I launched into the first incantation, my voice wobbling like a top before it stabilized, gaining in intensity and power, feeding on the energy funneled to the inner circle by the outer. On the second incantation, the rest of the inner circle joined me, intoning the words and cementing them with will. On the third, the outer circle bolstered us, a harsh choir of voices like the opposite of angels.
I didn't know exactly what the ancient Russian words meant, but I could feel what the language and form of the spell were meant to convey. The intent that crashed like luminous silver waves, an ocean lit by some internal moon swimming in its depths:
OUT, you scourge you plague you otherworldly taint
AWAY, you beast you monster you pestilence
BEGONE, you foulness you curse you nemesis;
OUT by silver, out by light
OUT by the one and endless might
OUT OUT OUT OUT OUT OUT OUT!
As the primary caster, the full strength of the spell stampeded through me with all the force of a natural disaster.

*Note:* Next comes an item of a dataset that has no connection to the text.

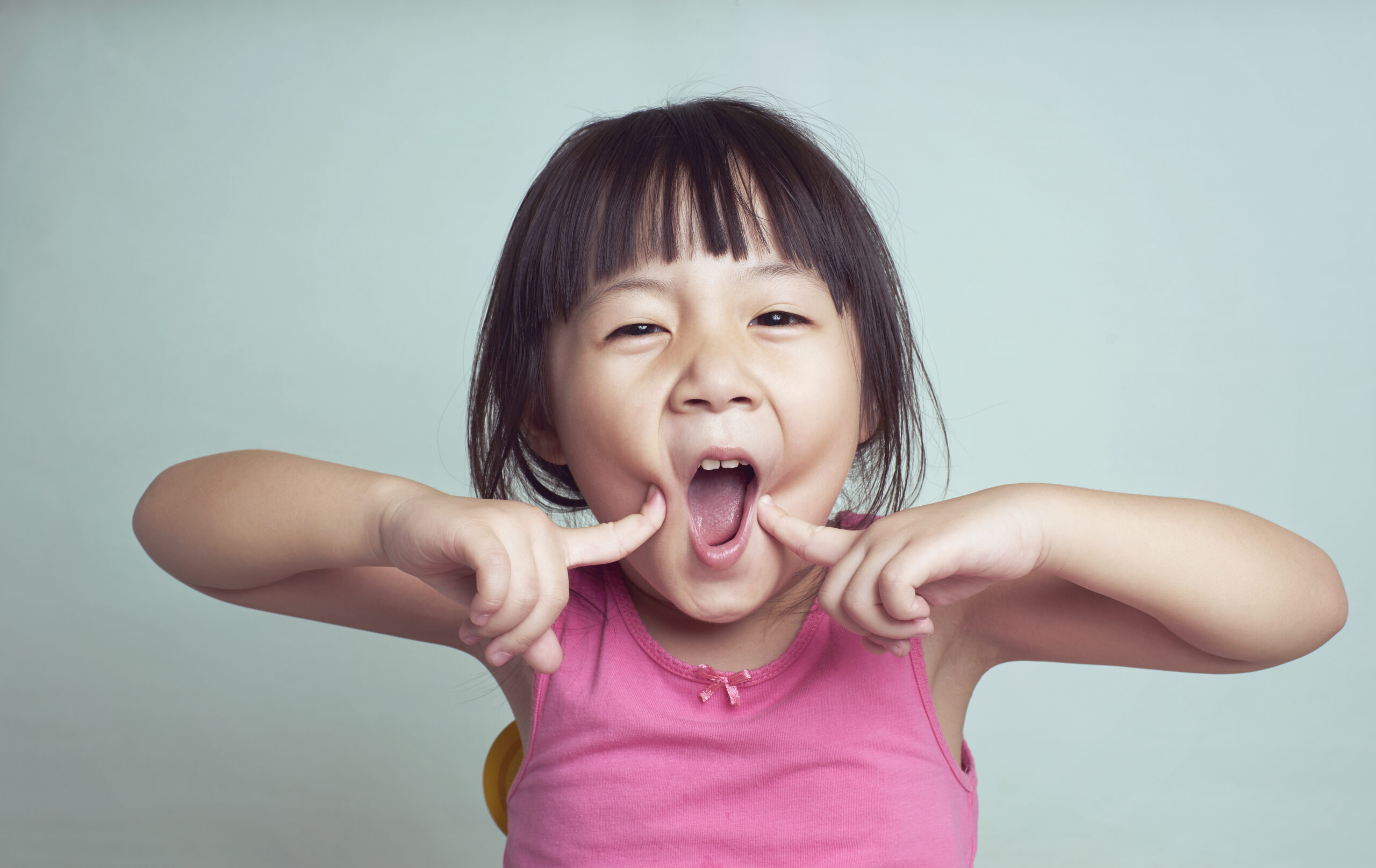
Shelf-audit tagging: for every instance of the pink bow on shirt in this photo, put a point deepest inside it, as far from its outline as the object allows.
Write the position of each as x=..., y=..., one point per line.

An avalanche, a mudslide, a volcanic eruption. A purging cataclysm, something so implacable it would not brook even the notion of opposition. Even if that opposition was a King of the Many Hells.
I knew then why Elena had chosen me to lead, rather than herself or Issa or even Talia, all three of them stronger Avramov witches in most ways that counted.

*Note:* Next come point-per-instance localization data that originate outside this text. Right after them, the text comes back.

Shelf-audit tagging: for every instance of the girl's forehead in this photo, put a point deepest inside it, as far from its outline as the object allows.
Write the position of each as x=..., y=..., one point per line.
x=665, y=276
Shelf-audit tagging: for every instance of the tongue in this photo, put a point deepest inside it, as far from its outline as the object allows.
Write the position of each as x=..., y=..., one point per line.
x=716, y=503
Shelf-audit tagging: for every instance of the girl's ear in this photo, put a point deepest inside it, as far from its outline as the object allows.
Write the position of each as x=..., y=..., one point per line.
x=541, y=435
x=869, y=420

It was because someone else—someone who hadn't been eating devils since they were seven—might not have survived being this ruthless casting's conduit.
At the final incantation, the spell whipped out of us—or rather, out of me, its focal point. Loops of silver light like chains tore themselves free of my mouth, emerging in a seemingly endless spool of light that burned and burned, a flood of molten metal rising in my throat.
Released, the Aversion whirled itself through the air like a flung lariat, shining so blindingly bright against the night sky and the even deeper darkness of the Witch Woods that the crowd shaded their eyes. It pierced that foggy mimicry of the veil—or what was left of it, after the behemoth's savage attack—as if it wasn't even there.
Singeing right through it, scorching as it looped itself around his body.
Everywhere it touched, that dark ectoplasmic flesh began to hiss and fade, wisping into nothing. The banishment broke down the behemoth's form, boiling it into the nothing from which it had come. Casting it out and away from this realm.
This time when the colossus bellowed in rage and pain, all of us heard the rattling roar of it, all the way down to jellied marrow. Screams erupted in the crowd, a wild surge of movement as true terror finally infiltrated even the normie throng, though the danger had already passed.
But just before he vanished entirely, the creature locked eyes with me, as though he could sense that I'd been the one to channel Alyona's Aversion. As though that lariat of spellbound chains still connected me to him.
And as he huffed out, I felt that familiar tug just beneath my solar plexus.
The sharp fishhook pull that meant I was about to fall into the other side of the veil.